Penser que la scène existe déjà dans sa “forme parfaite” vous rappelle qu’il n’y a rien de mauvais dans le matériau qui apparaît dans la scène, et vous n’avez pas besoin d’essayer de le transformer. Vous avez seulement besoin de vous ouvrir de plus en plus, afin que la forme idéale de la scène parle à travers vous.

J’enseigne habituellement cette technique aux performers au travers d’une série d’exercices, qui clarifient la manière d’utiliser cette métaphore. ( Il y a plusieurs variations possibles de ces exercices )

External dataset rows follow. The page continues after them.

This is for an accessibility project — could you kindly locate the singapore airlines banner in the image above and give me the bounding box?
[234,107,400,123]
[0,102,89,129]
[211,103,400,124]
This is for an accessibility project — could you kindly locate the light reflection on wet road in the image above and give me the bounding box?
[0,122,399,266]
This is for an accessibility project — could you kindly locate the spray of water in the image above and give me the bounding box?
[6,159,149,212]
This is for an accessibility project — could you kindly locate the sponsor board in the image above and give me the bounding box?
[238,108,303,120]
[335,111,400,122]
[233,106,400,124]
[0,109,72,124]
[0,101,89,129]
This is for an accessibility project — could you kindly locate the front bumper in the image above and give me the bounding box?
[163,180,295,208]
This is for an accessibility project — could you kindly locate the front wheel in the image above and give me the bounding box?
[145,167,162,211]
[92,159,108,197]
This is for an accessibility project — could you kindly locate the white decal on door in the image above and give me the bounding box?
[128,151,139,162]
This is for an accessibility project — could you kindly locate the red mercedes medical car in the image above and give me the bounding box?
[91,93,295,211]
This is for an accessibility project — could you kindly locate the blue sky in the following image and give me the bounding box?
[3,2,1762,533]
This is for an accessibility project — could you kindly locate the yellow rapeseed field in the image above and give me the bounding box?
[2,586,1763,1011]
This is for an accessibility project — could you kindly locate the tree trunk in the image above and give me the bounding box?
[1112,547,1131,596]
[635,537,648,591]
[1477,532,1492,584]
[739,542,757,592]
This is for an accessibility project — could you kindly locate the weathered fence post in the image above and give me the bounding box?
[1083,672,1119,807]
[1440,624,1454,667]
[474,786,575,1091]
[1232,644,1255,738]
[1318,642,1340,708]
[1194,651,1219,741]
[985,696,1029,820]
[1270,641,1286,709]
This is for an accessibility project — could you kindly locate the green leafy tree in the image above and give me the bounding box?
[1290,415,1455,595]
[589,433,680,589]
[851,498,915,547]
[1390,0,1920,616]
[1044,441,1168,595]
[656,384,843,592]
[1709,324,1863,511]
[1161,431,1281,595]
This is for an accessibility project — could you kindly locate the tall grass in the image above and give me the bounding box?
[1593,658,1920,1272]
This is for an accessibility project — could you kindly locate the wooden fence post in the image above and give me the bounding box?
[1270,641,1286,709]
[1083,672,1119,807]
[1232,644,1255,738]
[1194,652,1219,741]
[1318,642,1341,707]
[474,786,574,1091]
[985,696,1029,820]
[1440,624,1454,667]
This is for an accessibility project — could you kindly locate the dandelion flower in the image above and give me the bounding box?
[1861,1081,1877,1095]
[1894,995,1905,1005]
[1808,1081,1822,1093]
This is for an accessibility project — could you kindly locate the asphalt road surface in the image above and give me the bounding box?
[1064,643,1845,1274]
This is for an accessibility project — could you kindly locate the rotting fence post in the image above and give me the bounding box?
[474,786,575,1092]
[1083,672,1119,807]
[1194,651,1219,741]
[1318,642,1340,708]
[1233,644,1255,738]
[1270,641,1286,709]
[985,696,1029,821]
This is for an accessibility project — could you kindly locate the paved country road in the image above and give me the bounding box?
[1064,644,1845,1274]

Un bon exercice de départ est de faire une improvisation de mouvements en partant d’une base de musique enregistrée. L’idée est que vous utiliserez votre corps, vos mouvements (ou immobilité), afin de ressentir chaque moment de la musique enregistrée comme une sensation physique. Si la musique a plusieurs parties instrumentales (comme dans une musique d’orchestre), essayez de ressentir la totalité des sensations musicales à chaque moment, comme un ensemble complexe composé de nombreuses parties, plutôt que d’essayer d’écouter chaque instrument individuellement. Remarquez que vous n’êtes pas en train de “danser” sur la musique, ou d’essayer de “représenter” ou “montrer” les sons avec votre corps, vous êtes simplement en train de ressentir avec tout votre corps la musique dans son intégralité, avec son rythme, sa mélodie, son harmonie et son ton émotionnel, comme une sensation physique. Vous utilisez votre corps comme un organe des sens. Au long de l’impro vous pouvez continuez d’essayer de vous y ouvrir afin de la ressentir avec votre corps de plus en plus pleinement.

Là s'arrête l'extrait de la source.